As to the unpaid notes, the court was,right in holding that in this form of issue, between these parties, a tender of and filing them in court before verdict was sufficient. When this was done, any possible prejudice to the right of Judd & Co. was guarded against, and they were put in the same situation as before the contract.
As to the alleged error in the admission in evidence of written statements made by Judd & Co. to Doernan Brothers and Boyd, White & Co., embodying representations of like character with that to plaintiffs on 20th of January, we think they were properly admitted. They were corroborative evidence of intent to defraud these plaintiffs, because tending to show a general scheme on part of Judd & Co., by false representations to wholesale dealers, to fraudulently accumulate goods purchased on credit.

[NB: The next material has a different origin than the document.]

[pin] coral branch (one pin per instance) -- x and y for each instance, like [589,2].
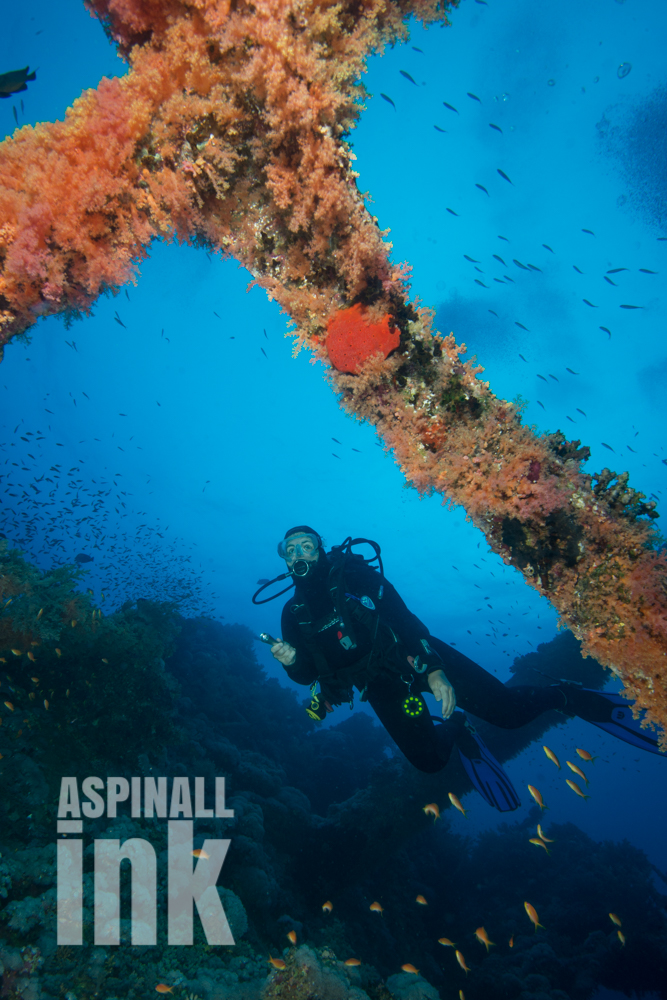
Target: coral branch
[230,130]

They were not admissible to prove that, as they had made false statements to others, therefore they had made false statements to plaintiffs; but it was shown beyond dispute they bad made a false statement to plaintiffs, and bad got, over and above what they paid for, about $1,000 worth of goods; defendants might have argued, with some force, that there was no intent to defraud, because the profit was but small; therefore, to show more clearly the fraudulent intent, plaintiffs could give evidence that the purchase from them was only a small part of a larger scheme; that the object was to get, not a single thousand dollars worth of goods on credit, but many thousand dollars worth by like false representations to others about the same time, and that the scheme was successful.
What we have said covers all of merit in the assignments of error; they are overruled; the judgment is affirmed, and appeal dismissed at costs of appellant.